AW Rostamani Lifestyle, started in the year 2012. AW Rostamani Lifestyle are into fashion, jewelry and homeware sectors regionally, with a portfolio that includes international and regional brands such as Georg Jensen, Graffiti, Vhernier, Angels, Apartment 51 and American Rag.

AW Rostamani Lifestyle is the Vhernier brand agent in the UAE. Vhernier is an Italian jewellery store.

Launched in Dubai Mall in 2015, Graffiti is a kid's fashion store.

Angels is a designer children's-wear chain with 4 stores in Dubai. They are a multi-brand kids wear concept specializing in luxury garments and accessories for boys and girls.

Georg Jensen A/S (originally Georg Jensens Sølvsmedie A/S) is a Danish designer company with focus on silverware. It was founded by famed silversmith Georg Jensen in 1904. Georg Jensen first store in the UAE was opened in April 2016 at City Walk, Dubai.

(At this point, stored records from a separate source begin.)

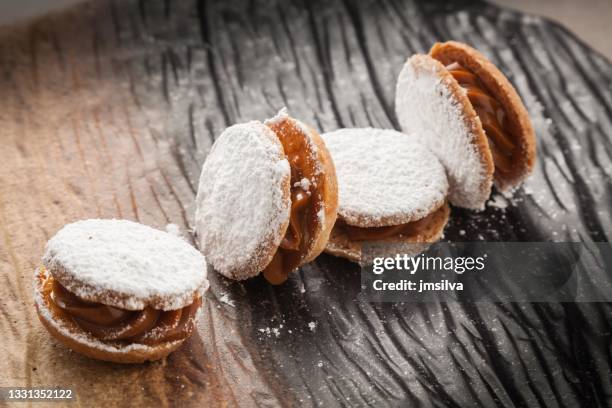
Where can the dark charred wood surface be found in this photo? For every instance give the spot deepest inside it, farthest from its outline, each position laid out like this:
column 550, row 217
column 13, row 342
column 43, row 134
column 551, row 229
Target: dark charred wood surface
column 109, row 110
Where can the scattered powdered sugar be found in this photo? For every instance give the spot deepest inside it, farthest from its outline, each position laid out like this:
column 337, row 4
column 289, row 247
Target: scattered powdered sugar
column 282, row 114
column 426, row 108
column 174, row 229
column 243, row 203
column 498, row 201
column 384, row 177
column 127, row 264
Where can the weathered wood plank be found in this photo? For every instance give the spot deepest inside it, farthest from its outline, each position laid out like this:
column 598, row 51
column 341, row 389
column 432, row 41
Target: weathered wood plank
column 109, row 110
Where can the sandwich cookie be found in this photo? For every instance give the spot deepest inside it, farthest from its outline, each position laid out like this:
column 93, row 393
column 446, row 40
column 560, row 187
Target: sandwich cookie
column 267, row 199
column 119, row 291
column 471, row 117
column 392, row 193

American lifestyle multi-brand retail American Rag Cie opened in Dubai Mall in September 2018. The brand's Dubai venture is in partnership with AW Rostamani Lifestyle, exclusive licensee for the MENA region.

The Apartment 51 brand is a concept store in Dubai.

===KAR Freight, Forwarding & Transport===
KAR Transport is a land transportation service provider based in Dubai that manages the national and regional supply chain operations for Arabian Automobiles and AW Rostamani Trading. Operating principally in the UAE and the GCC, KAR Transport maintains a network of international partners across the Middle Eastern countries.

===AWR Lumina===
Incorporated in 1999, AWR Lumina is a provider of lighting products in UAE. AW Rostamani Lumina delivers lighting products to largescale hospitality, retail and commercial developments with presence in 22 countries across Africa, Middle East, and Asia.